Nella storia del suo sodalizio artistico con Lucio Dalla c’è un ingrediente essenziale: il telefono.
«Certo, ore e ore di conversazioni notturne per scambiarci opinioni sui rispettivi brani. Erano ascolti surreali: Lucio mi faceva sentire le sue idee cantando a squarciagola dopo aver lasciato la cornetta del telefono vicino al pianoforte o alla chitarra. E io facevo altrettanto. Mi mancano molto questi momenti. Erano bellissimi».
Ricorda il momento in cui bocciò Caruso, uno dei brani simbolo della musica italiana nel mondo?
«Gli dissi che mi sembrava una canzone vetusta e che non mi convinceva l’idea che lui la interpretasse con accento napoletano. Lui ricambiò definendo una cagata pazzesca la mia Non abbiam bisogno di parole che invece andò molto bene. Alla fine, direi che siamo pari».
Non tutti sanno che lei fu il music maker del più leggendario tour negli stadi: Banana Republic, nel 1979, con Lucio Dalla e Francesco De Gregori.
«In effetti, gli arrangiamenti delle canzoni di quei concerti erano tutti miei. Avevo un ruolo importante dietro le quinte. Dalla e De Gregori si fidavano molto del mio lavoro. Eppure, quando a metà concerto veniva il mio turno di cantare scoppiava l’inferno: fischi e bottigliette a volontà nonostante a introdurmi sul palco fosse Francesco in persona. Ero diventato un mago nello schivare corpi contundenti mentre cantavo e suonavo la chitarra».
Il suo sogno da bambino era diventare un cantante famoso?
«Asssolutamente sì, mi sdraiavo sul letto e sognavo di diventare come Gianni Morandi. Volevo a tutti i costi la fama, ma poi ho scoperto la bellezza della musica in sé. Non sono mai stato in un conservatorio, non sono un mago dello spartito, ma la musica risiede dentro di me. E non l’ho mai tradita per cercare scorciatoie che portassero al successo. Io mi diverto ancora molto, in questi giorni sto scrivendo le canzoni un nuovo album».

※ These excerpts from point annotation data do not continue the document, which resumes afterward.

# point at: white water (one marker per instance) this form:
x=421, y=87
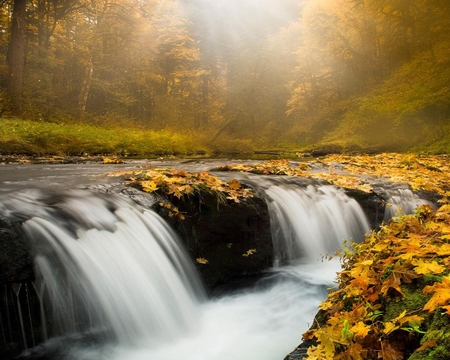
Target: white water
x=309, y=223
x=110, y=267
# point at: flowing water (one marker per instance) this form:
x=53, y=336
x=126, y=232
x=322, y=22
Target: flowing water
x=114, y=272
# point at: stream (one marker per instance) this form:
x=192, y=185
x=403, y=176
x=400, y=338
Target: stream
x=116, y=285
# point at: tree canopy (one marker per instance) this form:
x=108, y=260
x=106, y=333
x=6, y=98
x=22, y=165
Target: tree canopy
x=343, y=73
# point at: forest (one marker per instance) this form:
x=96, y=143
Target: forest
x=203, y=75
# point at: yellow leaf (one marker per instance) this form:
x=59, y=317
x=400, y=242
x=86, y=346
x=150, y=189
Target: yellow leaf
x=202, y=261
x=441, y=294
x=234, y=184
x=149, y=186
x=360, y=330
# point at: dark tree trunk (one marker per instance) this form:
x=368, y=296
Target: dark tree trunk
x=85, y=86
x=16, y=56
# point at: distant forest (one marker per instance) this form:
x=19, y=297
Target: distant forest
x=370, y=74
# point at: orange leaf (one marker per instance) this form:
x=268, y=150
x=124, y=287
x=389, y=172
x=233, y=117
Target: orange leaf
x=388, y=352
x=441, y=294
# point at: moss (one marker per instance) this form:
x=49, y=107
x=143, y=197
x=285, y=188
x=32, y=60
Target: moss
x=438, y=330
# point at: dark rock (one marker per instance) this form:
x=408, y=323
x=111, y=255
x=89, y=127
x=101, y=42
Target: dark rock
x=16, y=264
x=223, y=234
x=372, y=204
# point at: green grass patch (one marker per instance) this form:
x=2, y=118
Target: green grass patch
x=19, y=136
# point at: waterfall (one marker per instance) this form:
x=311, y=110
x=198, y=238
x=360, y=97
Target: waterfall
x=310, y=222
x=106, y=266
x=109, y=269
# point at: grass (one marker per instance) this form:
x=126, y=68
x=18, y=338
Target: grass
x=19, y=136
x=26, y=137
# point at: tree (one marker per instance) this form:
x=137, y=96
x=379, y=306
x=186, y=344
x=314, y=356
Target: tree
x=16, y=56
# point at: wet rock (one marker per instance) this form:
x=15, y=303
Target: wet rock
x=372, y=204
x=229, y=240
x=16, y=264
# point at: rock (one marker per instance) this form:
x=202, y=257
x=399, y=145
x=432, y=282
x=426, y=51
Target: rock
x=229, y=241
x=16, y=264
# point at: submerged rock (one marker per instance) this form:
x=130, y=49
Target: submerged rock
x=228, y=240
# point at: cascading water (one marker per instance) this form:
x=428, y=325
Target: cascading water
x=108, y=267
x=311, y=222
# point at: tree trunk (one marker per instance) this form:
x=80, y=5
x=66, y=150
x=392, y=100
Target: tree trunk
x=85, y=86
x=16, y=56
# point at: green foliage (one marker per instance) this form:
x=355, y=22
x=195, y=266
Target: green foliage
x=30, y=137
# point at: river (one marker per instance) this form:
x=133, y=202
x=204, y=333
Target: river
x=107, y=267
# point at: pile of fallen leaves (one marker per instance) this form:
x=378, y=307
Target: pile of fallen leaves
x=179, y=183
x=392, y=287
x=421, y=172
x=286, y=167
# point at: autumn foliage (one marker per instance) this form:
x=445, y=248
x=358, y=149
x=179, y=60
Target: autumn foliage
x=357, y=321
x=180, y=183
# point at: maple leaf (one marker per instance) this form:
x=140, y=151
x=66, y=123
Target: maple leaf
x=149, y=186
x=401, y=273
x=353, y=352
x=234, y=184
x=360, y=330
x=427, y=344
x=388, y=352
x=399, y=321
x=202, y=261
x=424, y=267
x=441, y=294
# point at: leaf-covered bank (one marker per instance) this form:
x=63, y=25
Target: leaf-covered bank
x=393, y=299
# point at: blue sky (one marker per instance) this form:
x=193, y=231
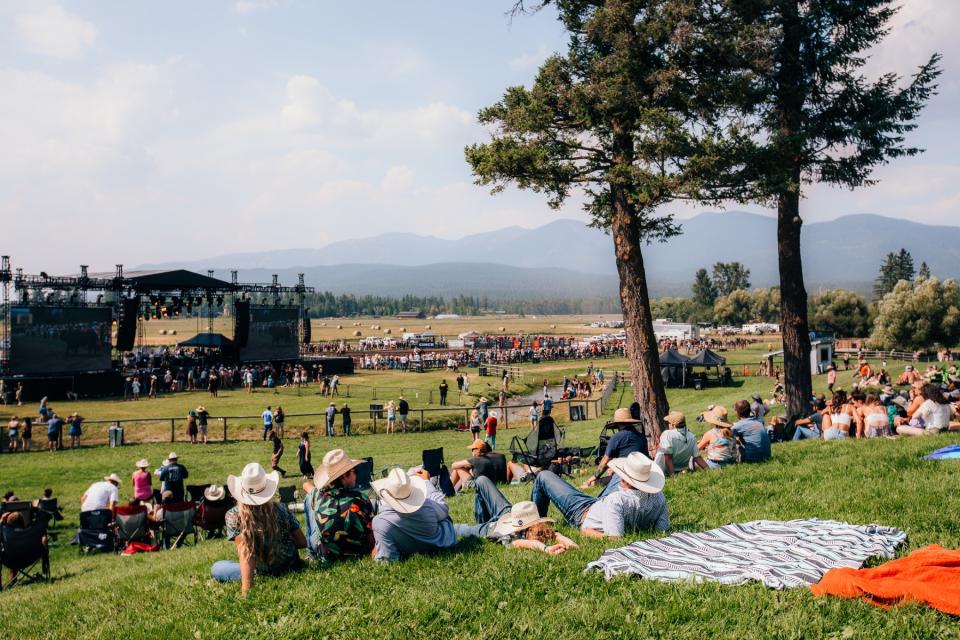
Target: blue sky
x=147, y=132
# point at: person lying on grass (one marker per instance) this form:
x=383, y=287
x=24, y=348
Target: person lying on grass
x=339, y=516
x=266, y=534
x=413, y=517
x=518, y=526
x=639, y=504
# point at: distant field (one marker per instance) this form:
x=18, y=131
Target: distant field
x=326, y=329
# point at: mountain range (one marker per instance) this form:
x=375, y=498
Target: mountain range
x=565, y=258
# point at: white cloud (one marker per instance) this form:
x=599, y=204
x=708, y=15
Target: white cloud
x=49, y=30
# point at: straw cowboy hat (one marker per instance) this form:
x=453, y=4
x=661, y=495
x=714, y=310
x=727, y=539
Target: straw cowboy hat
x=521, y=516
x=622, y=416
x=254, y=486
x=402, y=492
x=639, y=472
x=717, y=416
x=214, y=493
x=335, y=464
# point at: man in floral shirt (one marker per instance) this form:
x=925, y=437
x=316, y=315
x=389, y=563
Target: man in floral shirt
x=339, y=517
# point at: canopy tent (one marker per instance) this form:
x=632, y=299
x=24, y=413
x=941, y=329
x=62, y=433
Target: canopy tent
x=207, y=341
x=707, y=358
x=673, y=368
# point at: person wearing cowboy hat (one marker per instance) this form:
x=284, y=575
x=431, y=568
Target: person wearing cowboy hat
x=266, y=534
x=172, y=476
x=639, y=504
x=339, y=516
x=518, y=526
x=142, y=481
x=103, y=494
x=413, y=517
x=627, y=440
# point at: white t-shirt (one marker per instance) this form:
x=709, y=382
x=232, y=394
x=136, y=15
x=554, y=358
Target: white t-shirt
x=935, y=415
x=99, y=496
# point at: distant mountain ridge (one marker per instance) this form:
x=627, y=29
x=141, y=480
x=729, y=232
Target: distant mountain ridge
x=566, y=258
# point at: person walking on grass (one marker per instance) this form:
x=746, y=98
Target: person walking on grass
x=304, y=457
x=267, y=536
x=277, y=446
x=267, y=417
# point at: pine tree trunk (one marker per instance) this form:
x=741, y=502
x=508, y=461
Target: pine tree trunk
x=642, y=352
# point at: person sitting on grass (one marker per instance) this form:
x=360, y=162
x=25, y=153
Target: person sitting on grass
x=413, y=517
x=266, y=534
x=678, y=447
x=624, y=442
x=483, y=461
x=751, y=434
x=719, y=443
x=518, y=526
x=339, y=516
x=639, y=504
x=931, y=417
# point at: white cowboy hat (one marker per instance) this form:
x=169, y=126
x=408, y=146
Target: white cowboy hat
x=521, y=516
x=335, y=464
x=639, y=472
x=254, y=486
x=403, y=493
x=214, y=493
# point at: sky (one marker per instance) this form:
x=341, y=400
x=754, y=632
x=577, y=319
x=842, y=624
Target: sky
x=140, y=132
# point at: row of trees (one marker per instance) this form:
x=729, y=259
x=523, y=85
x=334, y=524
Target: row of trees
x=703, y=100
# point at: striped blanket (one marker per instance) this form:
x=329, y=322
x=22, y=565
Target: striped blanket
x=779, y=554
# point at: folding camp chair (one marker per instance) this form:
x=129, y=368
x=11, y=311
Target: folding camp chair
x=364, y=474
x=21, y=549
x=195, y=491
x=96, y=531
x=131, y=525
x=178, y=524
x=211, y=516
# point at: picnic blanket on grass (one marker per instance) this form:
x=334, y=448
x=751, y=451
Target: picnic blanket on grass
x=779, y=554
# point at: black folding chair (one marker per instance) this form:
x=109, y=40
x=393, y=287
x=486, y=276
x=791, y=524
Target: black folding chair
x=21, y=550
x=364, y=474
x=96, y=532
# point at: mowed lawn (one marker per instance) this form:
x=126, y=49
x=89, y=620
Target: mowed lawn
x=482, y=590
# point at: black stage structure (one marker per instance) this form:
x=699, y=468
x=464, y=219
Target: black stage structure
x=73, y=332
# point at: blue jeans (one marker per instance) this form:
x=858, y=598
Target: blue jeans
x=612, y=487
x=489, y=506
x=806, y=433
x=572, y=503
x=225, y=571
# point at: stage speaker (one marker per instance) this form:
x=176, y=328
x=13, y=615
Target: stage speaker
x=127, y=324
x=241, y=322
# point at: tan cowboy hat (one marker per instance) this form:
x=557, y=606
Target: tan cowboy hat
x=402, y=492
x=716, y=416
x=254, y=486
x=622, y=415
x=639, y=472
x=521, y=516
x=214, y=493
x=335, y=464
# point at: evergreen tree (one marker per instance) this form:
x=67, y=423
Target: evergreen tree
x=704, y=291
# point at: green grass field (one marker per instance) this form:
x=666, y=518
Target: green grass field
x=482, y=590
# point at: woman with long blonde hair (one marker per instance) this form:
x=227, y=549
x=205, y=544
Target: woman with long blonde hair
x=266, y=534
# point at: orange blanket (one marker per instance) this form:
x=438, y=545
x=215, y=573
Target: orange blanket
x=930, y=575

Il suo primo tentativo di incontrare Jackson Browne (l’autore di The road diventata poi Una città per cantare) alla fine degli anni 70 si trasformò in un incubo.
«Un disastro. Mi presentai a casa sua, a Los Angeles, presentato da un giornalista italiano che diceva di conoscerlo bene. Alla porta si presentò un energumeno che mi disse senza girarci intorno: Jackson non vuole ricevere nessuno, men che meno degli italiani. Ci riprovai il giorno dopo: mi liquidò con le stesse identiche parole».
Quando ha capito che cosa era realmente successo?
«Vent’anni dopo quando Browne venne ospite a casa mia: aveva prestato la sua abitazione al giornalista italiano per qualche giorno mentre era in tour. Dopo tre mesi, finito il giro di concerti, tornò a casa e lo ritrovò ancora lì circondato da donne e sconosciuti. Non la prese bene...».